Strike Deadline Nears At Two NYC Hospitals; Governor Calls For Arbitration

By Steve Wishnia

With less than seven hours to go before the strike deadline of 6 a.m. on Monday, Jan. 9, more than 7,000 nurses at two of New York City’s largest private hospitals are still without a contract deal. But the New York State Nurses Association reached a last-minute tentative agreement Sunday night with two other hospitals, Mount Sinai Morningside and Mount Sinai West in Manhattan, and Gov. Kathy Hochul called for binding arbitration.

The union has not reached a deal with Montefiore Medical Center in the Bronx and Mount Sinai Hospital on the Upper East Side. Mount Sinai management, which walked out of talks on the night of Jan. 5, returned to the table on the afternoon of Jan. 8.

“There remain outstanding issues at Montefiore and Mount Sinai and I am now calling for binding arbitration so that all parties can swiftly reach a resolution,” Gov. Hochul said in a statement, adding that the state Department of Health would “continue to enforce staffing requirements under the law at these hospitals.”

Montefiore management said it has agreed with the governor’s request, adding that “We hope that NYSNA’s leadership accepts the Governor’s proposal and rescinds their strike threat.”

“We welcome the Governor’s support in fighting for fair contracts that protect our patients, and we will not give up on our fight to ensure that our patients have enough nurses at the bedside,” NYSNA responded. “Gov. Hochul should listen to frontline COVID nurse heroes and respect our federally protected labor and collective bargaining rights. Nurses don’t want to strike. Bosses have pushed us to strike by refusing to seriously consider our proposals to address the desperate crisis of unsafe staffing that harms our patients.”

“Our number-one issue is the crisis of staffing,” NYSNA President Nancy Hagans told an online press conference on the morning of Jan. 8. “It is the issue that our employers have ignored, made excuses about, and fought against us on. Our bosses created the understaffing crisis by failing to hire and retain enough nurses.”

Mount Sinai, she said, has over 500 vacancies, so “in the neonatal ICU, nurses are regularly forced to take on three sick babies to care for, when the standard is one-to-one or one-to-two.” Montefiore, she continued, has 760 nursing vacancies, and “too often” emergency-room nurses are responsible for 20 patients, when the standard is three.

Montefiore currently has about 3,500 nurses on staff and Mount Sinai has 3,625, according to NYSNA.

The union has now reached tentative contract agreements with seven of the nine hospitals where strikes had been authorized for Jan. 9. Nurses at NewYork-Presbyterian in Manhattan and Maimonides in Brooklyn have ratified them, and results have not yet been reported from BronxCare, Flushing in Queens, and Richmond University Medical Center in Staten Island.

Those deals, the union said, include significant improvements to staffing. They will also give raises of 7% in the first year, 6% in the second, and 5% in the third, compounding to a total of 19.1%, and “preserve health care and other benefits.”

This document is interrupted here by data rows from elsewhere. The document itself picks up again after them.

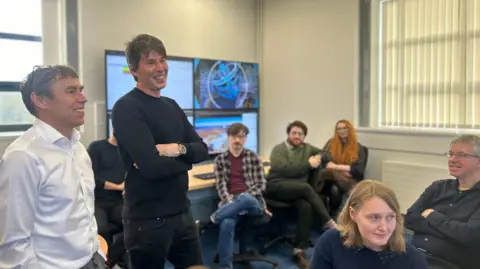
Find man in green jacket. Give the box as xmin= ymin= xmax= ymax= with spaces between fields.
xmin=266 ymin=121 xmax=336 ymax=268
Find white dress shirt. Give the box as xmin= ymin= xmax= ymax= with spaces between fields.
xmin=0 ymin=119 xmax=99 ymax=269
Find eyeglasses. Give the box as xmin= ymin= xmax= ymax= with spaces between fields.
xmin=445 ymin=151 xmax=480 ymax=158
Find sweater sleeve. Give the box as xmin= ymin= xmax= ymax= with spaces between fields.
xmin=350 ymin=144 xmax=367 ymax=179
xmin=112 ymin=99 xmax=191 ymax=180
xmin=169 ymin=99 xmax=208 ymax=164
xmin=270 ymin=144 xmax=311 ymax=178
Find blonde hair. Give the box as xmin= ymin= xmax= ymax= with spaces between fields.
xmin=338 ymin=180 xmax=406 ymax=252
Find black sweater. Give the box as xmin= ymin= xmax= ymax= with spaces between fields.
xmin=112 ymin=88 xmax=208 ymax=219
xmin=88 ymin=139 xmax=125 ymax=205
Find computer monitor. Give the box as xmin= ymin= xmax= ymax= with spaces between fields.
xmin=183 ymin=110 xmax=194 ymax=126
xmin=194 ymin=110 xmax=258 ymax=155
xmin=193 ymin=59 xmax=259 ymax=109
xmin=107 ymin=110 xmax=194 ymax=137
xmin=105 ymin=50 xmax=193 ymax=110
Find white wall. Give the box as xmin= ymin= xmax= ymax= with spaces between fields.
xmin=358 ymin=129 xmax=455 ymax=179
xmin=260 ymin=0 xmax=359 ymax=155
xmin=0 ymin=0 xmax=66 ymax=156
xmin=78 ymin=0 xmax=258 ymax=144
xmin=0 ymin=0 xmax=458 ymax=184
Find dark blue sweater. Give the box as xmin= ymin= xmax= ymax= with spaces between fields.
xmin=112 ymin=89 xmax=208 ymax=219
xmin=310 ymin=229 xmax=428 ymax=269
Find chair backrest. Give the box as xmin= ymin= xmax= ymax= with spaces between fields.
xmin=427 ymin=254 xmax=462 ymax=269
xmin=97 ymin=234 xmax=108 ymax=256
xmin=264 ymin=197 xmax=293 ymax=208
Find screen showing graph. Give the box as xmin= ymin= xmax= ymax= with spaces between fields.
xmin=194 ymin=111 xmax=258 ymax=154
xmin=105 ymin=51 xmax=193 ymax=110
xmin=107 ymin=110 xmax=193 ymax=137
xmin=193 ymin=59 xmax=259 ymax=109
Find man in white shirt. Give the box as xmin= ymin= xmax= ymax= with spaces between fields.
xmin=0 ymin=66 xmax=105 ymax=269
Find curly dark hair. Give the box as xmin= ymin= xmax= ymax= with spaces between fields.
xmin=125 ymin=34 xmax=167 ymax=81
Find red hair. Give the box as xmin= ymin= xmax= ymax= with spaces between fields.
xmin=329 ymin=120 xmax=358 ymax=165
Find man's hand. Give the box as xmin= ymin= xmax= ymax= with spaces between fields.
xmin=117 ymin=182 xmax=125 ymax=191
xmin=156 ymin=143 xmax=180 ymax=157
xmin=308 ymin=155 xmax=322 ymax=168
xmin=265 ymin=208 xmax=273 ymax=217
xmin=327 ymin=162 xmax=337 ymax=169
xmin=422 ymin=208 xmax=435 ymax=218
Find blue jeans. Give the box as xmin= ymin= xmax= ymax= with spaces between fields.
xmin=212 ymin=193 xmax=265 ymax=268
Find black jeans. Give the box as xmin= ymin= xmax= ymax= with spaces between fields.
xmin=266 ymin=180 xmax=331 ymax=249
xmin=123 ymin=210 xmax=203 ymax=269
xmin=95 ymin=200 xmax=126 ymax=264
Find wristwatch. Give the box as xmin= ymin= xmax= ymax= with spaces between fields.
xmin=178 ymin=144 xmax=187 ymax=155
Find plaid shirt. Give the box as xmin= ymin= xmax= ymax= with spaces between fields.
xmin=214 ymin=149 xmax=267 ymax=207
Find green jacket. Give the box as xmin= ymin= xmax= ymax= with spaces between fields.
xmin=267 ymin=142 xmax=332 ymax=181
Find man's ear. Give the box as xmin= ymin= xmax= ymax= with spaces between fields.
xmin=30 ymin=93 xmax=48 ymax=109
xmin=348 ymin=206 xmax=357 ymax=222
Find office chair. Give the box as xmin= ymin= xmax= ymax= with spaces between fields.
xmin=214 ymin=214 xmax=278 ymax=269
xmin=424 ymin=252 xmax=462 ymax=269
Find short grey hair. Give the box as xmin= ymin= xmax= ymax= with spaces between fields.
xmin=20 ymin=65 xmax=78 ymax=116
xmin=450 ymin=134 xmax=480 ymax=156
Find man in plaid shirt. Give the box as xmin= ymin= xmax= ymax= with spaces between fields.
xmin=201 ymin=123 xmax=271 ymax=268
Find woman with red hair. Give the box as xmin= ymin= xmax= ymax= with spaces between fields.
xmin=322 ymin=120 xmax=367 ymax=216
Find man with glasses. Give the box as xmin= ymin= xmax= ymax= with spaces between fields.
xmin=405 ymin=135 xmax=480 ymax=269
xmin=200 ymin=123 xmax=271 ymax=268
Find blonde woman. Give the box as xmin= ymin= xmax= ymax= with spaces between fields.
xmin=310 ymin=180 xmax=428 ymax=269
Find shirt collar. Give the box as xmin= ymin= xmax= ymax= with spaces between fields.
xmin=454 ymin=178 xmax=480 ymax=190
xmin=352 ymin=245 xmax=395 ymax=263
xmin=33 ymin=118 xmax=80 ymax=144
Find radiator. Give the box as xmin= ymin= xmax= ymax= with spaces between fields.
xmin=382 ymin=161 xmax=452 ymax=213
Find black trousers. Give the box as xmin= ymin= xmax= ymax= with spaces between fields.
xmin=266 ymin=180 xmax=331 ymax=249
xmin=95 ymin=200 xmax=126 ymax=265
xmin=80 ymin=252 xmax=105 ymax=269
xmin=123 ymin=210 xmax=203 ymax=269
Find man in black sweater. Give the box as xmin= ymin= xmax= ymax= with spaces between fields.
xmin=88 ymin=136 xmax=125 ymax=267
xmin=112 ymin=34 xmax=208 ymax=269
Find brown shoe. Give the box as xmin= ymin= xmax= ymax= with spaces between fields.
xmin=292 ymin=251 xmax=310 ymax=269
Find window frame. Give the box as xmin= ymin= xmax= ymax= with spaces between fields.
xmin=356 ymin=0 xmax=480 ymax=135
xmin=0 ymin=0 xmax=73 ymax=133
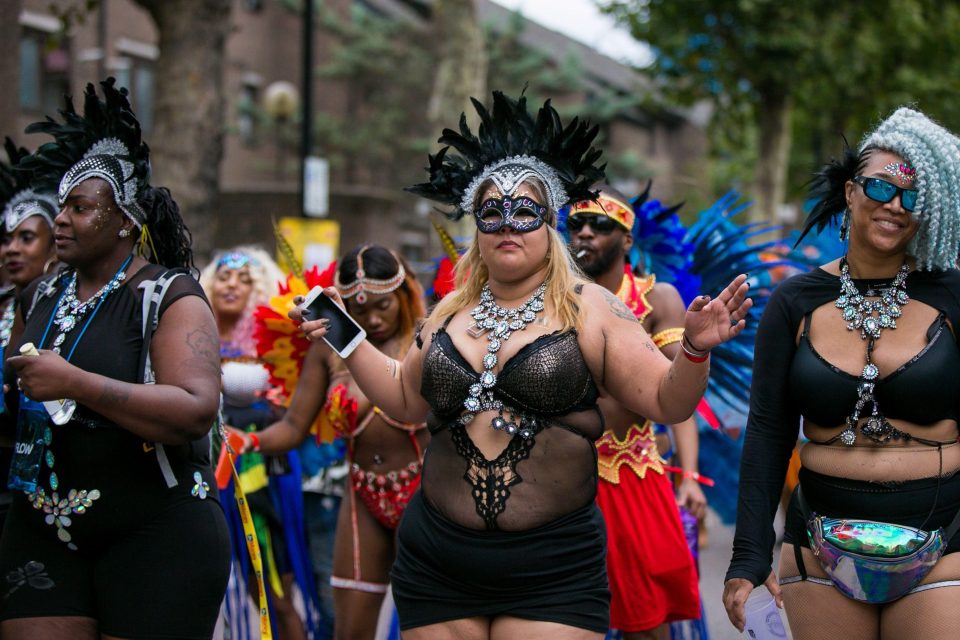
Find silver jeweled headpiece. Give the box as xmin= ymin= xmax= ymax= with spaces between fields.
xmin=3 ymin=189 xmax=60 ymax=233
xmin=57 ymin=138 xmax=146 ymax=229
xmin=460 ymin=156 xmax=568 ymax=211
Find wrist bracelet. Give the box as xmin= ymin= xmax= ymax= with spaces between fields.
xmin=680 ymin=342 xmax=710 ymax=364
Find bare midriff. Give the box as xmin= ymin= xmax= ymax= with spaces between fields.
xmin=800 ymin=420 xmax=960 ymax=482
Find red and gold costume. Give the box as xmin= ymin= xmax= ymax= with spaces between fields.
xmin=596 ymin=272 xmax=700 ymax=632
xmin=255 ymin=262 xmax=426 ymax=593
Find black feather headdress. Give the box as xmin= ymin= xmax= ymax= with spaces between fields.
xmin=794 ymin=139 xmax=859 ymax=246
xmin=406 ymin=91 xmax=606 ymax=220
xmin=0 ymin=138 xmax=59 ymax=233
xmin=24 ymin=78 xmax=150 ymax=227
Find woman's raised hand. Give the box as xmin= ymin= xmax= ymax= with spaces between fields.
xmin=287 ymin=287 xmax=346 ymax=342
xmin=683 ymin=274 xmax=753 ymax=351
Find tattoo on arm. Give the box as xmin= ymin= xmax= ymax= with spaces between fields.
xmin=183 ymin=327 xmax=220 ymax=376
xmin=602 ymin=289 xmax=637 ymax=322
xmin=387 ymin=358 xmax=400 ymax=378
xmin=100 ymin=380 xmax=130 ymax=404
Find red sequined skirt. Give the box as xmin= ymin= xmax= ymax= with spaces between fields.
xmin=597 ymin=456 xmax=700 ymax=632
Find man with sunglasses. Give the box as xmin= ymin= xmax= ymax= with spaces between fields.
xmin=566 ymin=187 xmax=706 ymax=640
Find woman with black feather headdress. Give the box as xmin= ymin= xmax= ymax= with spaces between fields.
xmin=0 ymin=78 xmax=230 ymax=638
xmin=723 ymin=107 xmax=960 ymax=640
xmin=0 ymin=138 xmax=59 ymax=348
xmin=303 ymin=92 xmax=750 ymax=639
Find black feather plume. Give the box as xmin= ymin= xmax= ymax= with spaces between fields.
xmin=794 ymin=139 xmax=859 ymax=246
xmin=406 ymin=91 xmax=606 ymax=220
xmin=21 ymin=78 xmax=150 ymax=201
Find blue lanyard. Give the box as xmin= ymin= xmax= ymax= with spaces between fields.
xmin=40 ymin=255 xmax=133 ymax=362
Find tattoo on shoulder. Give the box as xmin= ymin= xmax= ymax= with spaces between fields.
xmin=183 ymin=327 xmax=220 ymax=375
xmin=100 ymin=380 xmax=130 ymax=404
xmin=602 ymin=289 xmax=637 ymax=322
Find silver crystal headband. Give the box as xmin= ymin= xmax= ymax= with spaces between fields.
xmin=57 ymin=138 xmax=146 ymax=229
xmin=3 ymin=189 xmax=60 ymax=233
xmin=333 ymin=246 xmax=407 ymax=304
xmin=460 ymin=156 xmax=568 ymax=214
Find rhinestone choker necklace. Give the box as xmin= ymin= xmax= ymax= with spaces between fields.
xmin=51 ymin=255 xmax=133 ymax=353
xmin=460 ymin=283 xmax=547 ymax=440
xmin=828 ymin=256 xmax=910 ymax=447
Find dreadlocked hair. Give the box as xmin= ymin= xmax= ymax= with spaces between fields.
xmin=406 ymin=91 xmax=606 ymax=220
xmin=136 ymin=186 xmax=197 ymax=273
xmin=337 ymin=244 xmax=426 ymax=353
xmin=794 ymin=138 xmax=869 ymax=247
xmin=861 ymin=107 xmax=960 ymax=270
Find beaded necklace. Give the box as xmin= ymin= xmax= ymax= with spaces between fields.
xmin=830 ymin=256 xmax=910 ymax=447
xmin=46 ymin=255 xmax=133 ymax=359
xmin=26 ymin=255 xmax=133 ymax=551
xmin=460 ymin=283 xmax=547 ymax=440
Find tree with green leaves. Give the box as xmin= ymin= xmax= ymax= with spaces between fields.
xmin=50 ymin=0 xmax=233 ymax=260
xmin=603 ymin=0 xmax=825 ymax=218
xmin=600 ymin=0 xmax=960 ymax=224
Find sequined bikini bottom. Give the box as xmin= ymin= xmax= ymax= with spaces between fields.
xmin=350 ymin=461 xmax=421 ymax=529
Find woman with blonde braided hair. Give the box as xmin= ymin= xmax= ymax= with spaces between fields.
xmin=723 ymin=107 xmax=960 ymax=640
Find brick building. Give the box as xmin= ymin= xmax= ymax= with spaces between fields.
xmin=0 ymin=0 xmax=706 ymax=268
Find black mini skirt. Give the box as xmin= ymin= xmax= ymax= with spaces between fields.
xmin=783 ymin=468 xmax=960 ymax=553
xmin=391 ymin=491 xmax=610 ymax=633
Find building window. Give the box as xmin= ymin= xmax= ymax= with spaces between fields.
xmin=110 ymin=56 xmax=156 ymax=133
xmin=20 ymin=28 xmax=70 ymax=113
xmin=237 ymin=82 xmax=260 ymax=147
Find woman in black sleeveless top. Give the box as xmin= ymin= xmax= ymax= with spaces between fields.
xmin=0 ymin=79 xmax=229 ymax=640
xmin=303 ymin=92 xmax=750 ymax=640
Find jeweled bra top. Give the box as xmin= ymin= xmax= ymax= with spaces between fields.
xmin=420 ymin=320 xmax=603 ymax=531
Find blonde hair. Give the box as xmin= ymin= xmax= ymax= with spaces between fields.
xmin=200 ymin=245 xmax=286 ymax=355
xmin=431 ymin=225 xmax=587 ymax=331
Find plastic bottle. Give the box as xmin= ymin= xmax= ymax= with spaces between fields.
xmin=20 ymin=342 xmax=77 ymax=425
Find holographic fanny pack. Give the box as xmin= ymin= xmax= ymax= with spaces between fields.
xmin=807 ymin=513 xmax=948 ymax=604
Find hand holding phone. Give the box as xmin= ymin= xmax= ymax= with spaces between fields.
xmin=301 ymin=285 xmax=367 ymax=358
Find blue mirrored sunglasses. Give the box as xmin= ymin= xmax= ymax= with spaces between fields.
xmin=853 ymin=176 xmax=920 ymax=213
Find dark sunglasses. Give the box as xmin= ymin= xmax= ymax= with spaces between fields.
xmin=567 ymin=215 xmax=623 ymax=234
xmin=853 ymin=176 xmax=920 ymax=213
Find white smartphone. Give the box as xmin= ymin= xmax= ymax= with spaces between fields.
xmin=300 ymin=285 xmax=367 ymax=358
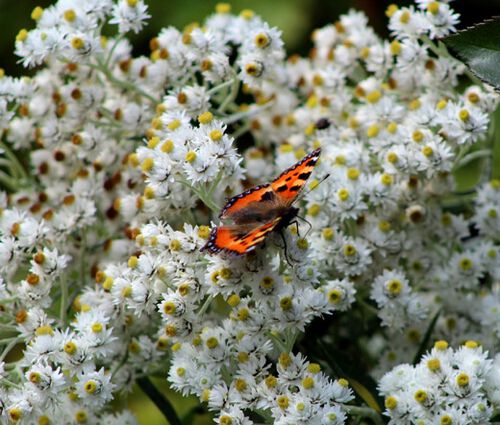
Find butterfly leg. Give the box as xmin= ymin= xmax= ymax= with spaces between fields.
xmin=297 ymin=215 xmax=312 ymax=237
xmin=279 ymin=230 xmax=292 ymax=267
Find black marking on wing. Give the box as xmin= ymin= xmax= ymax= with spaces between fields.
xmin=219 ymin=183 xmax=270 ymax=218
xmin=273 ymin=148 xmax=321 ymax=182
xmin=260 ymin=192 xmax=274 ymax=201
xmin=299 ymin=171 xmax=311 ymax=180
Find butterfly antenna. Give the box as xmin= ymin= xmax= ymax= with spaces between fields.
xmin=295 ymin=174 xmax=330 ymax=205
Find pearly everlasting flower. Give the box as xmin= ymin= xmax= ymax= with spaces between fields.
xmin=0 ymin=0 xmax=500 ymax=425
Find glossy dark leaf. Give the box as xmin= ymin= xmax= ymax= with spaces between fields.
xmin=441 ymin=17 xmax=500 ymax=89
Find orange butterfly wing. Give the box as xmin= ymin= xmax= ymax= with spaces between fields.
xmin=219 ymin=148 xmax=321 ymax=224
xmin=219 ymin=183 xmax=272 ymax=221
xmin=201 ymin=149 xmax=321 ymax=255
xmin=201 ymin=217 xmax=281 ymax=255
xmin=271 ymin=148 xmax=321 ymax=205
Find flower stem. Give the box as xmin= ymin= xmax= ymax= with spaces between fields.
xmin=137 ymin=377 xmax=181 ymax=425
xmin=343 ymin=405 xmax=384 ymax=425
xmin=59 ymin=276 xmax=68 ymax=326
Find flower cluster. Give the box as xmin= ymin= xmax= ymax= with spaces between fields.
xmin=380 ymin=341 xmax=500 ymax=425
xmin=0 ymin=0 xmax=500 ymax=425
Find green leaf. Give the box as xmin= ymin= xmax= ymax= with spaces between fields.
xmin=412 ymin=310 xmax=441 ymax=365
xmin=441 ymin=17 xmax=500 ymax=89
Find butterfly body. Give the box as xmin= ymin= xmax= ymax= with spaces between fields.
xmin=201 ymin=149 xmax=321 ymax=255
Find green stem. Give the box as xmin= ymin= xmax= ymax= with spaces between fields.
xmin=176 ymin=179 xmax=220 ymax=212
xmin=91 ymin=62 xmax=159 ymax=105
xmin=268 ymin=332 xmax=290 ymax=353
xmin=0 ymin=141 xmax=28 ymax=180
xmin=0 ymin=171 xmax=19 ymax=192
xmin=207 ymin=79 xmax=233 ymax=97
xmin=59 ymin=276 xmax=68 ymax=326
xmin=208 ymin=170 xmax=224 ymax=196
xmin=196 ymin=295 xmax=214 ymax=317
xmin=221 ymin=102 xmax=274 ymax=125
xmin=104 ymin=35 xmax=123 ymax=68
xmin=343 ymin=404 xmax=384 ymax=425
xmin=0 ymin=337 xmax=23 ymax=362
xmin=137 ymin=377 xmax=182 ymax=425
xmin=452 ymin=149 xmax=492 ymax=171
xmin=231 ymin=122 xmax=251 ymax=140
xmin=217 ymin=78 xmax=240 ymax=114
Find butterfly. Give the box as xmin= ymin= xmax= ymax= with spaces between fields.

At NewYork-Presbyterian, the vote, announced Jan. 7, was relatively narrow, with 57% of the nurses in favor. The hospital has almost 4,000 nurses.

Mount Sinai says it offered NYSNA the same deal that NewYork-Presbyterian got, but the union demanded a bigger pay increase.

“Mount Sinai is dismayed by NYSNA’s reckless actions,” management said in a statement. “The union is jeopardizing patients’ care, and it’s forcing valued Mount Sinai nurses to sacrifice their dedication to patient care and their own livelihoods. We have offered a 19.1% compounded pay raise over three years, which is the same offer other hospital systems in the city have made. Still, NYSNA refuses to back off its plan to strike on Monday, even though it has called off planned strikes at other New York City hospitals. It’s not reasonable for NYSNA to ask for a significant wage increase above and beyond these other sites.”

Hagans said on Jan. 6 that the main issue was safe staffing, and “until we have proper staff ratios at Mount Sinai, we can't reach an agreement.”

The Mount Sinai Health System chain operates seven hospitals in the city and one in Nassau County, and has more than 43,000 employees.

NYSNA nurses’ contracts also expired Dec. 31 at four other hospitals, all in Brooklyn. They reached a tentative agreement at Brooklyn Hospital Center Jan. 6. Nurses at Wyckoff Heights Medical Center have delivered a 10-day notice that they would go on strike Jan. 17; talks are scheduled to resume Jan. 9. Bargaining is still in progress at Interfaith Medical Center and Kingsbrook Jewish Medical Center, the union said.

“The pandemic really exposed how short-staffed we’ve been,” Hagans said Jan. 7, and the hospitals didn’t replace nurses who left, which “made it worse.”

She lashed into management for paying executives seven-figure salaries and spending an unknown amount hiring temporary nurses to work during a strike.

“They should use those resources and that amount of money to improve staffing and hire more nurses,” she said.